Unless there's something I don't know (which is more than possible) Apple can't code their way around this problem, nor create specialized SoCs with ML cores that obviate the need for lots and lots of RAM.

So, it's going to be interesting whether they accept this reality and we start seeing the iPhones in the future with 16Gb, 32Gb or more as standard in order to make AI performant. And if they give up on adding AI to the billions of iPhones with minimal RAM already out there.

As a side note, 8Gb of RAM hasn't been enough for a decade. It prevents basic tasks like keeping web tabs live in the background. My pet peeve is having just a few websites open, and having the page refresh when swapping between them because of aggressive memory management.

To me, Apple's obvious strength is pushing AI to the edge as much as possible. While other companies are investing in massive data centers which will have millions of chips that will be outdated within the next couple years, Apple will be able to incrementally improve their ML/AI features by running on the latest and greatest chips every year. Apple has a huge advantage in that they can design their chips with a mega high speed bus, which is just as important as the quantity of RAM.

But all that depends on Apple's willingness to accept that RAM isn't an area they can skimp on any more, and I'm not sure they will.

Sorry for the brain dump. I'd love to be educated on this in case I'm totally off base.

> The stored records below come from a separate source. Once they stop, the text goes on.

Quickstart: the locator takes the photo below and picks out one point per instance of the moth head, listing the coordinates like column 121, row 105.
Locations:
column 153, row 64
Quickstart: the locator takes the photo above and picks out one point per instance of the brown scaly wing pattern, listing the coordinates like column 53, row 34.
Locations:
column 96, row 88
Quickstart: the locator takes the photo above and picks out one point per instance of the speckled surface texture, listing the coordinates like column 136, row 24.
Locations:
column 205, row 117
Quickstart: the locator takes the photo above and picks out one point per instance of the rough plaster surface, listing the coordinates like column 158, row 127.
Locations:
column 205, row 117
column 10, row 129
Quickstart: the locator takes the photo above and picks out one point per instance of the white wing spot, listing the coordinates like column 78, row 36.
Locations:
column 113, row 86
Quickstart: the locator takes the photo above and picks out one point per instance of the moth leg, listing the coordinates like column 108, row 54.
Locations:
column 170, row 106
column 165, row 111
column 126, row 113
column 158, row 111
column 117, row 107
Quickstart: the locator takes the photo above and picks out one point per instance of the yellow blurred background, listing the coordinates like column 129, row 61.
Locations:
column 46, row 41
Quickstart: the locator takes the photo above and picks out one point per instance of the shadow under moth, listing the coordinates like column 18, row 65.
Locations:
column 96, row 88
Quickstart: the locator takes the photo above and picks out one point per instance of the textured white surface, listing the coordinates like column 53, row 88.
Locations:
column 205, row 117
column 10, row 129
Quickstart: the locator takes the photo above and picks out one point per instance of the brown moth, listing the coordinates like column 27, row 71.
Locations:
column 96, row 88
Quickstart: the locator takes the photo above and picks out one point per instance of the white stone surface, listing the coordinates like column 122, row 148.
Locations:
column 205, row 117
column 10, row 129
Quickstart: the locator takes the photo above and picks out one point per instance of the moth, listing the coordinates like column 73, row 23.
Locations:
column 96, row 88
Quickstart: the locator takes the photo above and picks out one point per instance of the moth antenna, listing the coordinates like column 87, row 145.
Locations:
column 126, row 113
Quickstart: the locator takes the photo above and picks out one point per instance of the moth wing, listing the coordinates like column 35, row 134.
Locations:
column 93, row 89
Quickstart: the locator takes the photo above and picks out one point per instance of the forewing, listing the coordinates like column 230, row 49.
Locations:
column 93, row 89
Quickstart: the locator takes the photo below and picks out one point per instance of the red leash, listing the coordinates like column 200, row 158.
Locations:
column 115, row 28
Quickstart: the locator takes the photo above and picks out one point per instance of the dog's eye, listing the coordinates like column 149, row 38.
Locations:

CPU, memory, storage, time tradeoffs rediscovered by AI model developers. There is something new here, add GPU to the trade space.
It will be funny if we go back to lugging around brick-size batteries with us everywhere!
Impressive. Running a 400B model on-device, even at low throughput, is pretty wild.
Apple’s unified memory architecture plays a huge part in this. This will trigger a large scale rearchitecture of mobile hardware across the board. I am sure they are already underway.

I understand this is for a demo but do we really need a 400B model in the mobile? A 10B model would do fine right? What do we miss with a pared down one?

My iPad Air with M2 can run local LLMs rather well. But it gets ridiculously hot within seconds and starts throttling.
The power draw is going to be crazy (today).

Practical LLMs on mobile devices are at least a few years away.

"400 bytes should be enough for anybody"
I can't understand why this is a surprise to anyone. An iphone is still a computer, of course it can run any model that fits in storage albiet very slowly. The implementation is impressive I guess but I don't see how this is a novel capability. And for 0.6t/s, its not a cost efficient hardware for doing it. The iphone can also render pixar movies if you let it run long enough, mine bitcoin with a pathetic hashrate, and do weather simulations but not in time for the forecast to be relevant.
I installed Termux on an old Android phone last week (running LineageOS), and then using Termux installed Ollama and a small model. It ran terribly, but it did run.